Sanjay Leela Bhansali, pour sa huitième réalisation, compose également la musique. Bajirao Mastani compte les amours d’un célèbre général marathe et Peshwa (premier ministre) du Chhatrapati (empereur) Shahu, Bajirao I et de sa concubine Mastani. Ces personnages historiques du dix-huitième siècle indien ont marqué les esprits et on en a forgé bien des légendes alimentait par le caractère impossible de leur romance, elle, étant musulmane et lui, hindouiste. Pour interpréter cette romance aux accents épiques, le metteur en scène a fait appel à quelques-uns des charismatiques acteurs indiens de leur génération dont Ranveer Singh, Deepika Padukone et Priyanka Chopra.
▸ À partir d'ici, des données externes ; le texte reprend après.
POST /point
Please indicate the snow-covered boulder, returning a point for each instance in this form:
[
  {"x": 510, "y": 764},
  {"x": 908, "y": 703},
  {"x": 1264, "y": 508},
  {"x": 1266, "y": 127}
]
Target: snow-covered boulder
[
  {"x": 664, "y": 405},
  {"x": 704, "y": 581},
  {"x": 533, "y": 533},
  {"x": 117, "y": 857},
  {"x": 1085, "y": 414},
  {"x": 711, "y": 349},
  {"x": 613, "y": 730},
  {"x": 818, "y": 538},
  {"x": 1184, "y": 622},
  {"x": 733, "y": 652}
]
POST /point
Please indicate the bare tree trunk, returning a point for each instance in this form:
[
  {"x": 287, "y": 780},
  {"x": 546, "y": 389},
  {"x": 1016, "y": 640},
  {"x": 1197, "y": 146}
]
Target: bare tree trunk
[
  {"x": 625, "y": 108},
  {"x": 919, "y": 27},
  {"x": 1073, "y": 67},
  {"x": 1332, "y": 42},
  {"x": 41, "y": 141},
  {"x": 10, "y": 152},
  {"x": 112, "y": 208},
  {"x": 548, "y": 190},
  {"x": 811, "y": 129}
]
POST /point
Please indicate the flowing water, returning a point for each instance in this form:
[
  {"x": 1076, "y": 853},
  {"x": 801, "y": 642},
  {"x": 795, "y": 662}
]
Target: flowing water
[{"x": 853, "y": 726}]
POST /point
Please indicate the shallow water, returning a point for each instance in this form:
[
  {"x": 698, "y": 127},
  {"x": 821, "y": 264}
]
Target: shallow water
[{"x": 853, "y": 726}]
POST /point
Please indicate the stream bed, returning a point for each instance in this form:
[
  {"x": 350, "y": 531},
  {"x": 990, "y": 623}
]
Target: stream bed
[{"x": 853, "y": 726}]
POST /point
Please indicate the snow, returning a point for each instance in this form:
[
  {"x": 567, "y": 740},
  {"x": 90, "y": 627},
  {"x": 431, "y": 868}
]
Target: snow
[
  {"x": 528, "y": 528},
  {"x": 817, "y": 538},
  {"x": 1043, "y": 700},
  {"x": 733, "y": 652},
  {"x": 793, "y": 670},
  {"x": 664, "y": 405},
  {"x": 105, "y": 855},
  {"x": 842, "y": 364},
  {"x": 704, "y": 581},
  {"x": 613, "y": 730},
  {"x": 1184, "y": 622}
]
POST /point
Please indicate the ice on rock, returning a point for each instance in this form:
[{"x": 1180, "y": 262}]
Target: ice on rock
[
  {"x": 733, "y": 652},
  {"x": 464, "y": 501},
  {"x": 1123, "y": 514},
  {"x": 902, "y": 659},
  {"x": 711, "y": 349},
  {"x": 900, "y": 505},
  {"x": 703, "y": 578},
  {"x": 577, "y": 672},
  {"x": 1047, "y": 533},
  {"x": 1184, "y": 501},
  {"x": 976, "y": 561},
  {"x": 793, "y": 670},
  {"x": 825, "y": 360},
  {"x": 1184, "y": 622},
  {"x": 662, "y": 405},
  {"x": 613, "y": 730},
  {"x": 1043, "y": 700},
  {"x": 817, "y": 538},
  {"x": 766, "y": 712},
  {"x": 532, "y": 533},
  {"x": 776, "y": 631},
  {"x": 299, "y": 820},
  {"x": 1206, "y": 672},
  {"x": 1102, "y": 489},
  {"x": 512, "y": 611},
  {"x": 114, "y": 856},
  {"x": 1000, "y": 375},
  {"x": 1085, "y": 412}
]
Au dix-huitième siècle, auréolé de ses récentes victoires, Bajirao (Ranveer Singh) est nommé premier ministre par l’empereur marathe Shahu (Mahesh Manjrekar). Formant un couple heureux et admiré de tous avec sa femme Kashi (Priyanka Chopra que l’on a vu dans Mary Kom), il fait connaissance lors d’une campagne à l’étranger de la belle Mastani (Deepika Padukone que l’on a vu dans Kochadaiiyaan et Happy New Year). Cette rencontre va modifier et sceller son destin. Bajirao (Ranveer Singh)
Bajirao Mastani est une fresque épique s’effaçant devant une romance à la dramaturgie mesurée. Entrecoupé d’épisodes militaires, c’est bel et bien cette l’histoire d’amour qui fournit le fil conducteur et donne tout son intérêt au récit. Bien sur, les confrontations entre marathes hindouistes et moghol musulman sont autant de résurgences d’un passé dont les ramifications émergent encore aujourd’hui dans le conflit larvé entre le Pakistan et l’Inde. Bajirao Mastani aurait pu se contenter d’exalter un sentiment patriotique en encensant une figure nationale. Ce n’est absolument pas le cas. Grand guerrier et stratège de génie, le Bajirao du film annonce souvent qu’il ne se bat pas pour la religion mais pour des causes politiques. Il a pour but de marcher sur Delhi et d’unifier l’Inde. Quand il le faut, il sait d’ailleurs nouer des alliances et éviter le combat. Les batailles illustrées dans le long-métrage sont toutefois l’occasion de mettre le paquet sur les chorégraphies, Bajirao étant capable de défaire à lui seul des dizaines d’ennemis dans la grande tradition de démesure bollywoodienne. Kashi (Priyanka Chopra)
Derrière cet état de fait géopolitique de l’Inde au dix-huitième siècle, l’histoire d’amour entre Bajirao et Mastani esquisse des espoirs qui peuvent servir de leçon jusqu’à nos jours. Kashi, profondément amoureuse de lui et blessée, en conséquence, par le choix de son mari de prendre une concubine, est une figure de tempérance et de conciliation qui fait d’elle, la vraie tragédie de Bajirao Mastani. Pour autant, l’amour interdit de Bajirao et Mastani est riche d’enseignement. La mère de Bajirao (Tanvi Azmi), aidé en cela par la caste des brahmanes, fera tout ce qui est possible pour faire échouer le second mariage de son fils, rivalisant en cruauté et en stratagème mortifères. Les raisons de sa haine ne sont rien d’autre qu’un aveuglement religieux et idéologique, presque eugéniste, typique de l’aristocratie, accentué par le système des castes, portant sur la pureté du lignage et du sang. La réaction de Bajirao est sans appel, il rejette alors la religion de ses parents et celle de son épouse, élevant l’un de ses enfants dans les rites musulmans et l’autre dans les rites hindous, indifférent aux apparences sacramentaires. Consacrant l’Amour comme seul religion valable et rejetant les bigots face à leur propre contradiction, le voilà qui se met à dos les puissants et les envieux alors même que sa démarche ouvrait un espoir de concorde. Mastani (Deepika Padukone)
Semblable à tant de grandes romances historiques, à la suite d’Héloïse et d’Abélard, de Roméo et Juliette, l’Amour de Bajirao et de Mastani est voué à l’échec, car les causes politiques qui s’y oppose dépasse malheureusement leurs ambitions de bonheur. Abandonné des dieux qui sont toujours impuissants face aux exactions des mortels, les voilà condamné. Bajirao Mastani est une belle et grande fresque entre guerre et paix qui ouvrent avec beaucoup de mélancolie et pour l’espace de quelques instants la porte vers ce monde d’Amour auquel l’on voudrait tant croire avant que la réalité cynique ne nous rattrape. Porté par un casting exceptionnel et fort bien réalisé, c’est le film indien de ce début d’année à ne pas manquer.